–Dr. A.R. Laurer, from the Coronet educational film Controlling Your Emotions (1950)
Part of the groundbreaking nature of Marvel Comics in the early 1960's was writer/editor Stan Lee's decision to depict superheroes in a much more realistic way than what had come before. Unlike the idealistic paragons of other publishers, Marvel characters would be quick to anger, easily frustrated, prone to sulking and sarcasm, distrustful, self-conscious, and pessimistic.
In other words, they mirrored the very kids and young adults who read their adventures!
In fact, from the very beginning in Fantastic Four #1 (1961), teenagers would find the perfect symbol of their volatile emotions and fiery passions in Johnny Storm, a.k.a. the Human Torch. However, unlike the controlled "glowing ember" look that's defined the Torch for most of his history, the first two issues of The Fantastic Four depicted Johnny as only a featureless and vaguely humanoid flame-shape...an obvious analogy of the roiling, chaotic emotionalism of the teenage years. Driving that point home is the dialogue in the second panel below, taken from Fantastic Four's origin story.

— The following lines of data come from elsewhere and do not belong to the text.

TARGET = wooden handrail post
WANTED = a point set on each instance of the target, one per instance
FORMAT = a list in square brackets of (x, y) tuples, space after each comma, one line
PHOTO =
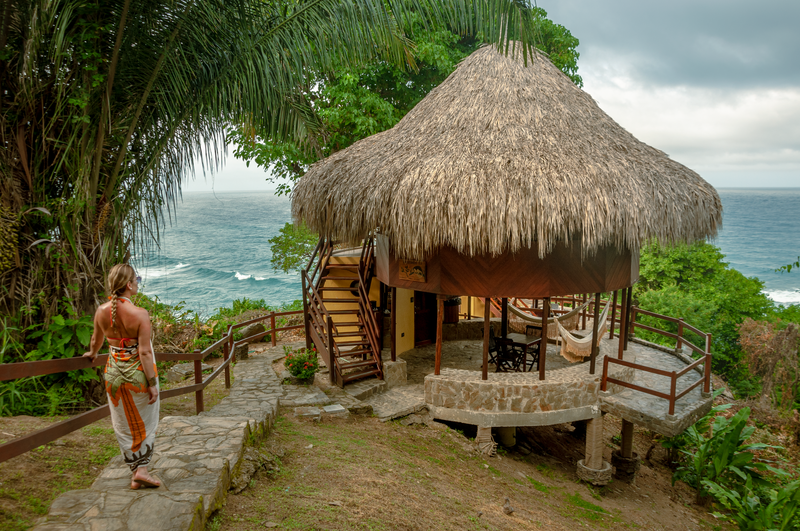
[(672, 392), (707, 368), (306, 317), (595, 339), (226, 353), (613, 315), (198, 378), (623, 323), (439, 320), (486, 325), (543, 342), (629, 319)]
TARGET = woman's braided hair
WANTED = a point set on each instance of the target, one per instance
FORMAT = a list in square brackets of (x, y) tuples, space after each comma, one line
[(118, 279)]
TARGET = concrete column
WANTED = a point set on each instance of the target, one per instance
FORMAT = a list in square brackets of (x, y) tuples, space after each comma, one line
[(507, 436), (627, 439), (594, 443)]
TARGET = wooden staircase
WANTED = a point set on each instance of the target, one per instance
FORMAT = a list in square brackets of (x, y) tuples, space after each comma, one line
[(338, 318)]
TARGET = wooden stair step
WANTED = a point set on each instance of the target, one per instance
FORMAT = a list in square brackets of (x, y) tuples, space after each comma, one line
[(356, 364), (352, 343), (358, 375), (351, 353)]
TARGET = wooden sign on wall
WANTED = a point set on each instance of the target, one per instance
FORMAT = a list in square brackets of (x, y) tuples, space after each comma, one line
[(412, 271)]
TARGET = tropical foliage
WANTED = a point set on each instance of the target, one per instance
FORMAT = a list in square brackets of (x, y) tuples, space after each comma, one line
[(349, 102), (106, 106)]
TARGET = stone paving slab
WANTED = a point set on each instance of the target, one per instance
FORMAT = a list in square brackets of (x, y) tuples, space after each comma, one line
[(398, 402), (650, 411), (195, 459)]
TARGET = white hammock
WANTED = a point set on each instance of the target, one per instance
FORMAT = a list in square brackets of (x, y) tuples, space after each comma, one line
[(574, 348), (568, 321)]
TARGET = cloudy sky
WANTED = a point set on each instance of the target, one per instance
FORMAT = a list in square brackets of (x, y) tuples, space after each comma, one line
[(713, 83)]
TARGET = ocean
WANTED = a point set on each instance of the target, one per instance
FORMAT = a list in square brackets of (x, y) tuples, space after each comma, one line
[(217, 247)]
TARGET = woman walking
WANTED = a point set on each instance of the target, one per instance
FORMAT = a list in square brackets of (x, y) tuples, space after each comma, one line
[(130, 374)]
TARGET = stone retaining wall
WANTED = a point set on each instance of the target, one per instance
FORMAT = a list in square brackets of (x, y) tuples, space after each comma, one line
[(520, 399)]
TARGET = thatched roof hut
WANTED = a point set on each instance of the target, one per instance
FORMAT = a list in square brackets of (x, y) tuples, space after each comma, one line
[(499, 157)]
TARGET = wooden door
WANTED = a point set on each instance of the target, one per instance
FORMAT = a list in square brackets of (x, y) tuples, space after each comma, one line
[(424, 318)]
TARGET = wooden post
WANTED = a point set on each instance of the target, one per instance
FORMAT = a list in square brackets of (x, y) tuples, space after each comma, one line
[(543, 342), (626, 449), (504, 318), (707, 366), (226, 353), (486, 325), (306, 317), (623, 323), (198, 378), (394, 324), (672, 392), (628, 317), (595, 339), (613, 315), (439, 321)]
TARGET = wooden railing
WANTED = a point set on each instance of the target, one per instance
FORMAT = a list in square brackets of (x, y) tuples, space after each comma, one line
[(365, 271), (13, 371), (680, 341)]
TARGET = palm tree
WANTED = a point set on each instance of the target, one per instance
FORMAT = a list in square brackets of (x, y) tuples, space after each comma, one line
[(106, 105)]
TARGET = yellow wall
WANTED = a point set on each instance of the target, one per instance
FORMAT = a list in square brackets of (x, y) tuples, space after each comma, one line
[(405, 320)]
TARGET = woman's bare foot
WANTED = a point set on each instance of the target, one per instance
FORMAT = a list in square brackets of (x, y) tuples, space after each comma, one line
[(142, 479)]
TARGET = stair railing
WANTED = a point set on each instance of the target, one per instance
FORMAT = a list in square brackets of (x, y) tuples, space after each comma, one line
[(367, 317)]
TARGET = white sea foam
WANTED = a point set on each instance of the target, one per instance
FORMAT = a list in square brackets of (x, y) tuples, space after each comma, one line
[(784, 296)]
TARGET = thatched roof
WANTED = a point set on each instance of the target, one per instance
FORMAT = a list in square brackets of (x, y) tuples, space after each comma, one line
[(498, 156)]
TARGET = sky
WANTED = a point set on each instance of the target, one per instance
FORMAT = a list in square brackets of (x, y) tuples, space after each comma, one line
[(713, 83)]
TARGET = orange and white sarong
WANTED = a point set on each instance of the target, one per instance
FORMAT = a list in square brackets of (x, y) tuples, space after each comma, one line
[(134, 420)]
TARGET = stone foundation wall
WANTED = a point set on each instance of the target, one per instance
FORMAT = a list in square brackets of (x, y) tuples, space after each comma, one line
[(519, 392)]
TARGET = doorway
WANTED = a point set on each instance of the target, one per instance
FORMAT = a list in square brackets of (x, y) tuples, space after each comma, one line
[(424, 318)]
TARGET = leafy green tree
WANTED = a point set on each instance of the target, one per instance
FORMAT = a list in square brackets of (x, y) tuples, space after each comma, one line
[(694, 282), (349, 103), (105, 106), (292, 247)]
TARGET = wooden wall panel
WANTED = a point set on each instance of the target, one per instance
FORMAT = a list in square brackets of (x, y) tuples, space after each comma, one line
[(522, 274)]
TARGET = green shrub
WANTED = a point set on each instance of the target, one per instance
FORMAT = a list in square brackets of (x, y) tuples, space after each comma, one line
[(301, 363)]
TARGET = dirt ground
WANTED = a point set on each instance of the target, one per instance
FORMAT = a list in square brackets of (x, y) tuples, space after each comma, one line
[(359, 473)]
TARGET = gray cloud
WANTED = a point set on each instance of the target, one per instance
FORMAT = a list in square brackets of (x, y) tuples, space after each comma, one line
[(711, 43)]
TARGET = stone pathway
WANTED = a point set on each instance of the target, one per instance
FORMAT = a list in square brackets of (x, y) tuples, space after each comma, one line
[(195, 458), (650, 411), (398, 402)]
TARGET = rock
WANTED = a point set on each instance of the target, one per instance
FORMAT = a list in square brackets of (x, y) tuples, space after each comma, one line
[(241, 352), (507, 507), (253, 329), (308, 412), (253, 461), (335, 410), (181, 371)]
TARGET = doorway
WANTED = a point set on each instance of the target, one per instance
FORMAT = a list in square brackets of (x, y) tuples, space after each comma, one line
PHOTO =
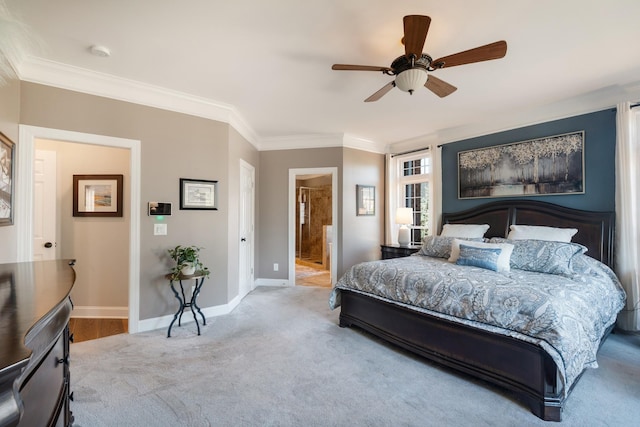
[(312, 228), (24, 201)]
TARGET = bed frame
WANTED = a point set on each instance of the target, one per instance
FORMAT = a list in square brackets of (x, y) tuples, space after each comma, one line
[(522, 368)]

Ideally, through experience and maturity, teenagers eventually learn to harness and control their emotions...once again symbolized by the Torch a few issues later. The cover of Fantastic Four #3 marked the debut of Johnny's aforementioned "glowing ember" look, obviously the result of harnessing and controlling his power. Ultimately, it's a great little "parable" for the maturing process, as wild "fiery" youths focus and gradually improve themselves in their journey toward adulthood.
Of course, anyone who's followed my blog for awhile should know that whenever there's a mention of the Human Torch, his "polar opposite" Iceman can't be far behind...and this is no exception.

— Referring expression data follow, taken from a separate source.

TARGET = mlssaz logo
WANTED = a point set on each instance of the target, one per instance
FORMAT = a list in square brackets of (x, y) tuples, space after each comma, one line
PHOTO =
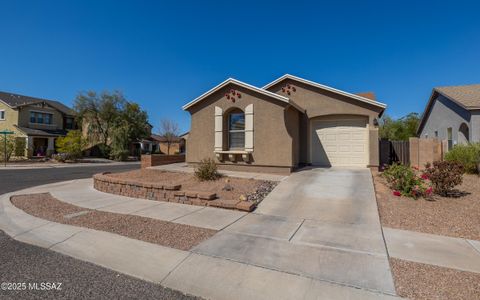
[(45, 286)]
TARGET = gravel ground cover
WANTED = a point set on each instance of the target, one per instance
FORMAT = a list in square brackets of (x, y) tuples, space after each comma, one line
[(23, 263), (240, 186), (169, 234), (456, 217), (421, 281)]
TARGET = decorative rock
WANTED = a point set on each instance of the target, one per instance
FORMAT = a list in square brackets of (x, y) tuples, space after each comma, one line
[(207, 196), (191, 194), (224, 203), (245, 206), (172, 187)]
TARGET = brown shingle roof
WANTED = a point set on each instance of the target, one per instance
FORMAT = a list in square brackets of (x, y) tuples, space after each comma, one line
[(465, 95), (368, 95), (15, 100), (160, 138)]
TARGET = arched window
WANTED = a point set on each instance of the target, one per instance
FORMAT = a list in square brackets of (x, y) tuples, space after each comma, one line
[(236, 129)]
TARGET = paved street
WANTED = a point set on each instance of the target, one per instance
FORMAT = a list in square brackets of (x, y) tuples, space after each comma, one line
[(30, 264), (13, 180)]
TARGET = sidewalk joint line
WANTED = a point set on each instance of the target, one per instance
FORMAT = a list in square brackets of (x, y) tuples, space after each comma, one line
[(470, 243), (173, 220), (31, 229), (296, 230), (300, 275), (50, 248), (174, 268), (234, 222)]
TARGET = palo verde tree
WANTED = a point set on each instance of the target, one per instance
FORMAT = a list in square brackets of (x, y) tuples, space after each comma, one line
[(169, 131), (400, 129), (111, 121)]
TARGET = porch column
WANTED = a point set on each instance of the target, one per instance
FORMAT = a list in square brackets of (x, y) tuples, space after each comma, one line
[(29, 146), (51, 146)]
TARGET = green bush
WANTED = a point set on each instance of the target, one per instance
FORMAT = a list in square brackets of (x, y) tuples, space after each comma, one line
[(10, 150), (20, 146), (468, 155), (404, 181), (206, 170), (72, 144), (444, 175), (119, 154)]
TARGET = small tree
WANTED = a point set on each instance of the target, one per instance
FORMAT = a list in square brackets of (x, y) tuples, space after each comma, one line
[(169, 131), (72, 144), (399, 129), (11, 140)]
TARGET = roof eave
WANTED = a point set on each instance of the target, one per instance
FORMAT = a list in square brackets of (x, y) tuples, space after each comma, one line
[(239, 83), (321, 86)]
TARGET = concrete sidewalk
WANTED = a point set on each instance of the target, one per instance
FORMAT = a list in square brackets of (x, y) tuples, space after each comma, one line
[(26, 166), (443, 251), (202, 275)]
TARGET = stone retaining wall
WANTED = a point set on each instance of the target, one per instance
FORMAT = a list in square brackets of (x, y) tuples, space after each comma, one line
[(150, 160), (170, 193)]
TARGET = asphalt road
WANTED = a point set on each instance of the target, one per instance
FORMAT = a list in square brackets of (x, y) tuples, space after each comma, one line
[(12, 180), (21, 263)]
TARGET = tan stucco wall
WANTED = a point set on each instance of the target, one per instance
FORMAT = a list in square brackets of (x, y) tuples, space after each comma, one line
[(174, 148), (24, 117), (320, 103), (374, 158), (11, 118), (273, 139)]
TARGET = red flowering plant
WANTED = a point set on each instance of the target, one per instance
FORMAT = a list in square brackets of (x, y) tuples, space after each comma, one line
[(404, 181)]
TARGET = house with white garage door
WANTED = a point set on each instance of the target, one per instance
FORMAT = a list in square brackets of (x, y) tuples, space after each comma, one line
[(288, 123)]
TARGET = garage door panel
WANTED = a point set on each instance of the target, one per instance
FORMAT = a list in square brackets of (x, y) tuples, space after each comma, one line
[(339, 143)]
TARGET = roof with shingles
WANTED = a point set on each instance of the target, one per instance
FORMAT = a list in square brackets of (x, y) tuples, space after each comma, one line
[(467, 96), (16, 100)]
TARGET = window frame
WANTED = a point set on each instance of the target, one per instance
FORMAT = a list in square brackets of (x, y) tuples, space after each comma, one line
[(229, 131), (450, 138), (36, 115)]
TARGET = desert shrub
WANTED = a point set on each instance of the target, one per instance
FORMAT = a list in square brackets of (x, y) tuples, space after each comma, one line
[(206, 170), (20, 146), (119, 154), (61, 157), (10, 147), (468, 155), (72, 144), (444, 176), (404, 181)]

Much like the indistinct early look of the Torch, teen mutant Bobby Drake looked like a lumpy, featureless snowman on the cover of X-Men #1 (1963).
Although it took Bobby a bit longer than Johnny to fine-focus his emotions...er, powers, by X-Men #9 (1965) he'd assumed his familiar crystalline form. Ah...but much like a real kid learning self-control from a parent or mentor, note how his older teammate (and parent-figure) Cyclops taught him to exert more control over his icy powers.
Self-control analogies aside, I think that final line of Bobby's wonderfully sums up the tempestuous teenage spirit of the Marvel Comics glory years.